Como funciona o processo criativo e a formação de público do Clowns de Shakespeare em relação à enorme oferta de comédia nas mídias e à facilidade de divulgação na internet?

Acreditamos que o teatro de pesquisa, de grupo, anda na contramão das formas artísticas que se valem de lógicas industriais. O nosso fazer é artesanal, contraproducente, é trabalho de formiguinha. Claro que tentamos ampliar o alcance de nosso trabalho sempre, mas a comparação entre nós e esse tipo de entretenimento não se aplica, são planos paralelos. Ultimamente, temos investido muito na permanência do grupo em Natal, coisa que raramente acontece, já que estamos sempre em circulação fora. Nesse investimento, uma das facetas mais caras a nós é o trabalho de inserção no bairro de Nova Descoberta, onde fica o Barracão Clowns. Nova Descoberta é um bairro muito bem localizado, porém parece uma cidadezinha do interior incrustada no meio de Natal, como se atravessássemos um portal para uma dimensão desligada do resto da cidade. Esse trabalho corpo a corpo, de transformação do outro e de nós mesmos, é o que tem mais nos interessado.

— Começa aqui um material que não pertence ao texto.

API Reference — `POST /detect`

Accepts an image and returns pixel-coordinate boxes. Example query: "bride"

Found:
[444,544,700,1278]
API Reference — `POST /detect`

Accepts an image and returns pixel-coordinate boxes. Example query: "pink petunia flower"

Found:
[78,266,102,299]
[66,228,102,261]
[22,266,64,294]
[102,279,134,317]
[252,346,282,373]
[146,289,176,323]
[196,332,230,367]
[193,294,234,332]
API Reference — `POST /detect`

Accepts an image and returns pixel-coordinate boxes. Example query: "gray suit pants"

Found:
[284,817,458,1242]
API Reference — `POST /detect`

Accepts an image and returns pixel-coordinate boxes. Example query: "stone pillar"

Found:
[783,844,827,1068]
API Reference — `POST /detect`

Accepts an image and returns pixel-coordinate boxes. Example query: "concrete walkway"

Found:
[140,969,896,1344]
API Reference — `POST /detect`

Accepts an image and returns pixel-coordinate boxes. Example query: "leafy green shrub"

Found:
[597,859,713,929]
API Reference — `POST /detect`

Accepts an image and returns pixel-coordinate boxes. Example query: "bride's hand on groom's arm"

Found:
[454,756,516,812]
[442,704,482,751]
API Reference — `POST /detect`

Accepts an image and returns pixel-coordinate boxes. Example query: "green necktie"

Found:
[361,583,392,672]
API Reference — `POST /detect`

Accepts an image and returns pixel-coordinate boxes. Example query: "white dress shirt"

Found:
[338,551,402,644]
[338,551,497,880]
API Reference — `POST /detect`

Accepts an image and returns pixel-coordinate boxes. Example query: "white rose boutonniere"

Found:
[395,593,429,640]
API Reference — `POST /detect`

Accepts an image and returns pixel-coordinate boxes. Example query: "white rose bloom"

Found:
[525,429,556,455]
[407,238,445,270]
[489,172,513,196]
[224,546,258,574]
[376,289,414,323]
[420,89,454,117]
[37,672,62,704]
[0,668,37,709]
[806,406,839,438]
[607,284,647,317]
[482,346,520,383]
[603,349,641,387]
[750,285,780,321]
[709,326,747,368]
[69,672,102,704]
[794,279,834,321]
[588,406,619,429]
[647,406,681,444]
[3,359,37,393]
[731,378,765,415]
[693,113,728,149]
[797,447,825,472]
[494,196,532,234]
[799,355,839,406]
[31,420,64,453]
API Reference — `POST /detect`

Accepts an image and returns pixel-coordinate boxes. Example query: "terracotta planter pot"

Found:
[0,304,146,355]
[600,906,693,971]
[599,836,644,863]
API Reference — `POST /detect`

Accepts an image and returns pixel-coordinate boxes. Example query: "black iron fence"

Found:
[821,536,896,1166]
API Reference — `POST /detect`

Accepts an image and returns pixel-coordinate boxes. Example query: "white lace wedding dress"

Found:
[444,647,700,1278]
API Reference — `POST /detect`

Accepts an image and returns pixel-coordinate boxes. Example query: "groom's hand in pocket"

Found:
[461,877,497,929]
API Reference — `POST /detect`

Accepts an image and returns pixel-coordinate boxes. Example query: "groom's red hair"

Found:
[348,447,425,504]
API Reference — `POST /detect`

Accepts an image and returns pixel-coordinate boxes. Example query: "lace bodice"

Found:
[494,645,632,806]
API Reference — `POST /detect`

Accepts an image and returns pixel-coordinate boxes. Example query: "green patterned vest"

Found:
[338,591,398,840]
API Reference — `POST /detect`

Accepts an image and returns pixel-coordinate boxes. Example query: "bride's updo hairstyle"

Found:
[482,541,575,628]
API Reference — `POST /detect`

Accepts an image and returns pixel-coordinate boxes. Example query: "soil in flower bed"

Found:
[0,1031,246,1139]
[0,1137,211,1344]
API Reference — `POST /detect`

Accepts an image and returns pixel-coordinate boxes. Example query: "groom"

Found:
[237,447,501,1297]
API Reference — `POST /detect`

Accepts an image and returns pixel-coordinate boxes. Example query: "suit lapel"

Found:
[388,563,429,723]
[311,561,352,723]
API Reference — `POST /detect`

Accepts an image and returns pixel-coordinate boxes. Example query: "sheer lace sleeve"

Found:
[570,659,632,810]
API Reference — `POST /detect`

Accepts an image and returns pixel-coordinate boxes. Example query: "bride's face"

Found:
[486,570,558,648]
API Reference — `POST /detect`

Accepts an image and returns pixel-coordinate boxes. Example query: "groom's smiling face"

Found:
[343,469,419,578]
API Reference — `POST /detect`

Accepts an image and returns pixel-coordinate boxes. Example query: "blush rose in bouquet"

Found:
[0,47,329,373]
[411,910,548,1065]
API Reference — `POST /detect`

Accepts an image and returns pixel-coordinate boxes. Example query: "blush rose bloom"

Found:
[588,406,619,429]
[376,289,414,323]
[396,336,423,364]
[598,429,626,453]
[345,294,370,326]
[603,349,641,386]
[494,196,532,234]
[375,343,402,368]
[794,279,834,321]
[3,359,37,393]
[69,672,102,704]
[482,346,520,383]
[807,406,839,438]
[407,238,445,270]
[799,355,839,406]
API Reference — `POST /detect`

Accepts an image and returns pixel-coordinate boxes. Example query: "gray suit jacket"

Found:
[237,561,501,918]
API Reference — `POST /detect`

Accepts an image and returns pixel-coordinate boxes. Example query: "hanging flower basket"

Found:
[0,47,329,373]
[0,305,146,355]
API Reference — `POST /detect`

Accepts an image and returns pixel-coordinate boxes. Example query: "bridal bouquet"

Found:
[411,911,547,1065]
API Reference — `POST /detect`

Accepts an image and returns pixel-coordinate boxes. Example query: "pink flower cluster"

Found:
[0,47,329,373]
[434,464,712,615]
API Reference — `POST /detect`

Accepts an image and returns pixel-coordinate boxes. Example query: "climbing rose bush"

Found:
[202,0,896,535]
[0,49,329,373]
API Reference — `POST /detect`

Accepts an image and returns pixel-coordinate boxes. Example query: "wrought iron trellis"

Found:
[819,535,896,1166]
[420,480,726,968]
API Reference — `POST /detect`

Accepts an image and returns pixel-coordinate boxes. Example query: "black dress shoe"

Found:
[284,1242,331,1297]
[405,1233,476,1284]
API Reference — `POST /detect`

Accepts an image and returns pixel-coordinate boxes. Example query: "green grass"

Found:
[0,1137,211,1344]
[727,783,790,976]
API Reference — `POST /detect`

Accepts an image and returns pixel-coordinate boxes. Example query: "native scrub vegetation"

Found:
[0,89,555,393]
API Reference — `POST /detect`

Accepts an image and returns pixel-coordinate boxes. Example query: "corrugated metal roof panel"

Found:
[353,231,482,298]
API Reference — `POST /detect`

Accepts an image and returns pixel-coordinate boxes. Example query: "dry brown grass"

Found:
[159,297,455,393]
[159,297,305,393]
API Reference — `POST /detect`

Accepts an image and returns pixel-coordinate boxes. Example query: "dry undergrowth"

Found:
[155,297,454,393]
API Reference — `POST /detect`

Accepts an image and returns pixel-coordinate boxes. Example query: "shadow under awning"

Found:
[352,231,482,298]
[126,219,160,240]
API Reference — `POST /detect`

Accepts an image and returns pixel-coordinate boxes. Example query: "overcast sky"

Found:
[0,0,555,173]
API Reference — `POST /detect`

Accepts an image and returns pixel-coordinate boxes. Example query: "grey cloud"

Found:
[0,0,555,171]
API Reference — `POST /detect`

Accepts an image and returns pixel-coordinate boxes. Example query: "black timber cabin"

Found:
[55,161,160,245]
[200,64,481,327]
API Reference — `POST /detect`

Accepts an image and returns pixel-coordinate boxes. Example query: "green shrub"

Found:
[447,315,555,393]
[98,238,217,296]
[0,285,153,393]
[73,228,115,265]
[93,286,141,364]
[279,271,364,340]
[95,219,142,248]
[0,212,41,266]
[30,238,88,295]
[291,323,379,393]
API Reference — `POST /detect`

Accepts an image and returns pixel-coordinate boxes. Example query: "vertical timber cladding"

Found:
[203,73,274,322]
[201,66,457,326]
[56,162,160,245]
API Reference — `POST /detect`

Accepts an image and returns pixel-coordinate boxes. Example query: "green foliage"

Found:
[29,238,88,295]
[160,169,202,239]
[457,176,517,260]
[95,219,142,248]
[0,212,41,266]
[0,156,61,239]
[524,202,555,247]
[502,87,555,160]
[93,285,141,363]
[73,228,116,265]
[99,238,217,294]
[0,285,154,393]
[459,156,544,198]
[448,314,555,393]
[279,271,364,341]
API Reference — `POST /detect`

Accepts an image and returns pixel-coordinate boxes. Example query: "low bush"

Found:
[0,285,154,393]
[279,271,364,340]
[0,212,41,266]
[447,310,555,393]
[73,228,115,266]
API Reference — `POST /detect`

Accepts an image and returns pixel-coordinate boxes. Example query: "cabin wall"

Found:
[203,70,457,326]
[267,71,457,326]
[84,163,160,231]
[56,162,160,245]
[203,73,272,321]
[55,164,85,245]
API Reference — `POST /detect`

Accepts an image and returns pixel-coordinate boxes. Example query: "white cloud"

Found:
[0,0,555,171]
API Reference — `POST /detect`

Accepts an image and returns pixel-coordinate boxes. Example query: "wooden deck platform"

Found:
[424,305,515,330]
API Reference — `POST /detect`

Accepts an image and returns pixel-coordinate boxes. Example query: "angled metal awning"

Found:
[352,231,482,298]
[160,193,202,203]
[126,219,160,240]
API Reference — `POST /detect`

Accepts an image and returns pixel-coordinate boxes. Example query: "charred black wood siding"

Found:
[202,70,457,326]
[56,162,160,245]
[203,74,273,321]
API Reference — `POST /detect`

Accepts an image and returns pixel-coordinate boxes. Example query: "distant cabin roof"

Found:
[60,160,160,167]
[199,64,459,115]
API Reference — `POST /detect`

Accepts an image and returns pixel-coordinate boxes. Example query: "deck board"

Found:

O Ministério da Cultura aprovou o benefício Vale-Cultura, no valor de 50 reais mensais. Em paralelo, vocês têm o espaço Barracão Clowns, que utilizam para apresentações, cursos, oficinas etc. Você já consegue perceber se esses benificiários estão gerando novos públicos para esse espaço?

Infelizmente, o Vale-Cultura é inexistente para nós. Não tenho conhecimento de nenhum espaço em Natal que se beneficie dele. O dinheiro é a ponta do processo, mas, se não for feito um trabalho anterior, não haverá necessidade criada para o uso desse vale na arte.